Certaines choses vont revenir "à la normale", mais un grand nombre d’aspects de notre vie auront connu un shift, un déplacement, un décalage.

Le télétravail massif, qui a été une mesure sanitaire d’urgence, va rester sans doute en partie dans toute une série de secteurs. Ce shift entraîne par effet de bord une série d’autres changements : politique de mobilité repensée, "voiture-salaire" moins centrale, etc.

La multiplication des calls, zoom, ou teams, aura également un impact sur les voyages d’affaires, qui vont sembler moins indispensables.

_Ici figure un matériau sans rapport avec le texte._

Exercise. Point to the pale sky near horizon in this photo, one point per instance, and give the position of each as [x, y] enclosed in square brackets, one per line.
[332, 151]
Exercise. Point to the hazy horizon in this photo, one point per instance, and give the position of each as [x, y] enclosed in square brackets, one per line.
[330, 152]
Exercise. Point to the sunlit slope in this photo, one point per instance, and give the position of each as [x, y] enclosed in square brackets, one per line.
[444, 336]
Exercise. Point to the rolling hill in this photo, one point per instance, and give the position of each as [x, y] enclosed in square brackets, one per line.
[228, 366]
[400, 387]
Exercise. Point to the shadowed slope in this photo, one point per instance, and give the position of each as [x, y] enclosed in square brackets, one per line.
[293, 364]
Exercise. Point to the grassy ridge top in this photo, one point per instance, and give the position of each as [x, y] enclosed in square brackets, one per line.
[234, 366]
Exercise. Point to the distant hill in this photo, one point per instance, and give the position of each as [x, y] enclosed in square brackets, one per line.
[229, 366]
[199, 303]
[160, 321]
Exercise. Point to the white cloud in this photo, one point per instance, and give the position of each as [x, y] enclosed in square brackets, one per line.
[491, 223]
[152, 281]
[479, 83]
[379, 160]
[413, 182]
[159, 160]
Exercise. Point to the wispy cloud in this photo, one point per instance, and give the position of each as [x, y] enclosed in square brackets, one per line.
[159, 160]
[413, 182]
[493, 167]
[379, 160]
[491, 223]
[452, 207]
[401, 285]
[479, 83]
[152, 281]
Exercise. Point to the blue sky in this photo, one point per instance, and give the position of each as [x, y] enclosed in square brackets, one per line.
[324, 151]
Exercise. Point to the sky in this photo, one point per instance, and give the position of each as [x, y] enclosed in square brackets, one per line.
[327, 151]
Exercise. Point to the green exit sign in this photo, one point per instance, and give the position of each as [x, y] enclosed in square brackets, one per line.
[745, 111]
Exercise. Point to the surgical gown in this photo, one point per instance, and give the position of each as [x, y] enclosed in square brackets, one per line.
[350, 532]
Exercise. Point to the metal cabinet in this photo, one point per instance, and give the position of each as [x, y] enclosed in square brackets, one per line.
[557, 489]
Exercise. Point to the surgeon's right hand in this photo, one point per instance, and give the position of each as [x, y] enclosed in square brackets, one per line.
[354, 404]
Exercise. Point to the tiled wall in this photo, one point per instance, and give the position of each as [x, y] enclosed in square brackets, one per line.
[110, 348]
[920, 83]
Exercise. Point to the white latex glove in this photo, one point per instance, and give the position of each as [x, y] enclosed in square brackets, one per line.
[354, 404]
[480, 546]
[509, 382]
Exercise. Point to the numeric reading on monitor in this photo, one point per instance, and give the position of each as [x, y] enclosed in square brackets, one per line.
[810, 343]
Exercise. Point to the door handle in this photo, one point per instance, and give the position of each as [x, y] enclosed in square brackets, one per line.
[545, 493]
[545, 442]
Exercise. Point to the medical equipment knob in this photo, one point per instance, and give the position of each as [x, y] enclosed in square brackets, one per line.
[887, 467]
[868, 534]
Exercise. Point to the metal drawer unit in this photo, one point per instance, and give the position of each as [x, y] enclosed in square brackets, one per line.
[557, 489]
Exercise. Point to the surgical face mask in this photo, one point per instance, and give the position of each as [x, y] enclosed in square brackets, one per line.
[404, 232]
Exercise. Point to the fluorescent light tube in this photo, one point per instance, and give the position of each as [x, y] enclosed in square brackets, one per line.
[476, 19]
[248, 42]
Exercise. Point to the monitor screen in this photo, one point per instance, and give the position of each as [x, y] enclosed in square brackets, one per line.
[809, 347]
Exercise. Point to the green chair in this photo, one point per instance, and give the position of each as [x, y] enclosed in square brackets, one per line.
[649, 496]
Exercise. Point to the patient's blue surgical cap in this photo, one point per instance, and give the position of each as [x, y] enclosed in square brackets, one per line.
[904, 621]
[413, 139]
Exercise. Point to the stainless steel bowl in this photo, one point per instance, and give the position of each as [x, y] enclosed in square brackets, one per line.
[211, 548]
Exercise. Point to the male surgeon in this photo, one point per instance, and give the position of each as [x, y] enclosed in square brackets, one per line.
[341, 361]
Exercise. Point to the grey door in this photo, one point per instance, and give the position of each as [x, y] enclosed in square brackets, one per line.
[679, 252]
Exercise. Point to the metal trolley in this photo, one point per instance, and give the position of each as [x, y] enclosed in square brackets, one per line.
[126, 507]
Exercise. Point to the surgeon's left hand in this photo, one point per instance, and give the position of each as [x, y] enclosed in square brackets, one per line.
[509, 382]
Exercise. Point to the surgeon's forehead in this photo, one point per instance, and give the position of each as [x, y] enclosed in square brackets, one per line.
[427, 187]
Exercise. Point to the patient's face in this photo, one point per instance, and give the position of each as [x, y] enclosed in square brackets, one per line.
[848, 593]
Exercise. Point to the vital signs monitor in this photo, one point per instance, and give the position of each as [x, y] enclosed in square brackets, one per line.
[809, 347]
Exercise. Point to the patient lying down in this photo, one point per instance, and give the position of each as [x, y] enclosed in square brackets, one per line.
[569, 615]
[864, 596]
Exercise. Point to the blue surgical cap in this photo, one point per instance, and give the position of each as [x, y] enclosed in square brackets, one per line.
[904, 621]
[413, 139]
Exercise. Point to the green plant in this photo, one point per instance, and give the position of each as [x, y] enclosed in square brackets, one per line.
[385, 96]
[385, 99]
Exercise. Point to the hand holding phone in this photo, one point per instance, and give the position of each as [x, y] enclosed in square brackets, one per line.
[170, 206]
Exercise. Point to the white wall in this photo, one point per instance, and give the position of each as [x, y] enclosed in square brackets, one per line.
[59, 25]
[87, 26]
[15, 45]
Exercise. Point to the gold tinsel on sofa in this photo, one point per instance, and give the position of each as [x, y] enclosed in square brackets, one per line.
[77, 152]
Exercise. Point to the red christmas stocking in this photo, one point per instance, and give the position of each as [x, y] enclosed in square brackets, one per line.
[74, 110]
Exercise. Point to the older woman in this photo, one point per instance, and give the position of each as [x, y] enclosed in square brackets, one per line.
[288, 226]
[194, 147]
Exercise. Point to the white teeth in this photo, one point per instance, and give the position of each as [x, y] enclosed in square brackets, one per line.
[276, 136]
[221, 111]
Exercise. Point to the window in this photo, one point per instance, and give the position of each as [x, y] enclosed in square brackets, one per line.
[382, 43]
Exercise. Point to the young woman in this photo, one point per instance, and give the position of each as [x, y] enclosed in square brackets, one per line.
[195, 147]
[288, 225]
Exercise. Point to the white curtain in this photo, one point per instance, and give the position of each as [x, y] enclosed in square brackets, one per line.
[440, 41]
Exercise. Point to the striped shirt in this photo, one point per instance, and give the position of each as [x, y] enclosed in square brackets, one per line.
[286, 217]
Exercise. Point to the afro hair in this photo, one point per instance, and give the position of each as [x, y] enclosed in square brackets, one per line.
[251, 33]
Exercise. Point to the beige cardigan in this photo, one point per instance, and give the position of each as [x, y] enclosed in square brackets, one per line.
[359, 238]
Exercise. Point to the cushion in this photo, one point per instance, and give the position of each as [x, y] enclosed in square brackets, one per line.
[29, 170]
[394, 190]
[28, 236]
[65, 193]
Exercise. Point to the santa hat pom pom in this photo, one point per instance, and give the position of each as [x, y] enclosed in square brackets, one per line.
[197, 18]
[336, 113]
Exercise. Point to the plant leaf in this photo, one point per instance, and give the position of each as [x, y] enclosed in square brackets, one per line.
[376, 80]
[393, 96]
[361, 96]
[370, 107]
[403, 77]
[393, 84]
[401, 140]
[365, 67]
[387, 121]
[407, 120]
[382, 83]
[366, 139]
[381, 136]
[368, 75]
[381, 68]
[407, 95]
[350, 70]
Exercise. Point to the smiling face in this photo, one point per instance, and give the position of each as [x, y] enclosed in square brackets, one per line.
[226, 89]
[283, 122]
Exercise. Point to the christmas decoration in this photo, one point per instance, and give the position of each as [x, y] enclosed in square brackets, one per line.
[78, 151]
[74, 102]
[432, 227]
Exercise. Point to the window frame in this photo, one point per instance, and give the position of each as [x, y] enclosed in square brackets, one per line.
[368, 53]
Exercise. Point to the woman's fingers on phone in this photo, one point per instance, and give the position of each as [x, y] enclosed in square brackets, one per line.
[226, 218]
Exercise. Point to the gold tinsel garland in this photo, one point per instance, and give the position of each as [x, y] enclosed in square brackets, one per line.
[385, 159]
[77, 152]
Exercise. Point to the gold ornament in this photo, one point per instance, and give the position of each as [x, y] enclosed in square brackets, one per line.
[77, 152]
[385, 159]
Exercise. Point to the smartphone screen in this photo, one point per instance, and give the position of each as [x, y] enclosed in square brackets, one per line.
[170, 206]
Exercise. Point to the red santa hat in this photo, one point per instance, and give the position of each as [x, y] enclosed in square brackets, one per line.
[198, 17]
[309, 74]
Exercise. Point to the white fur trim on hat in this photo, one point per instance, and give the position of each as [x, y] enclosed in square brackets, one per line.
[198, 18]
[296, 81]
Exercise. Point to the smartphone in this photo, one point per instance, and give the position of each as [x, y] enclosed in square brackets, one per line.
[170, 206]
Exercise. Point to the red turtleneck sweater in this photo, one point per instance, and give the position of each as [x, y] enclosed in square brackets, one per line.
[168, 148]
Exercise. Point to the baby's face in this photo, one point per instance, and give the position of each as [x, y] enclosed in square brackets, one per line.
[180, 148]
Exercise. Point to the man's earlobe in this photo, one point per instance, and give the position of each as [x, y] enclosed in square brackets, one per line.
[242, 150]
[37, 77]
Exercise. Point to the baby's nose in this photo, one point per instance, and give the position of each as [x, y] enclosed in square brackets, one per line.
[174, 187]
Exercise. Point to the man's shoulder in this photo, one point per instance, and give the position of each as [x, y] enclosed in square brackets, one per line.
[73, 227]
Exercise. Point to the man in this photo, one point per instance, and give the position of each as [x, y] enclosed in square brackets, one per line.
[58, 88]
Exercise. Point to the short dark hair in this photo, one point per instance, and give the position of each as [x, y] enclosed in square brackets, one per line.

Les relations entre collègues ont subi également une forme d’"aplatissement : on enfile les réunions "fonctionnelles" et on n’a plus ce temps "à la machine à café"", si futile, et pourtant tellement indispensable.

De nouveaux modes relationnels, hiérarchiques, d’animation sont à inventer.

Au niveau social, tous nos mécanismes de solidarité sont à revoir, en profondeur : ne plus laisser des individus au bord du chemin.

Face à tous ces changements, l’" esprit start-up" peut contribuer un certain nombre d’attitudes : un entrepreneur est "naturellement" équipé pour naviguer dans des eaux incertaines, pour être à l’écoute des besoins émergents du marché, pivoter, s’adapter.

Voilà un shift d’attitude qui gagnerait à être adopté par des pans de plus en plus larges de la société.

On le voit : c’est toute une série de petits shifts qui vont affecter des pans entiers de nos existences. Ensemble, ces petits shifts vont former le big shift d’une année 2021 qui sera sans aucun doute différente.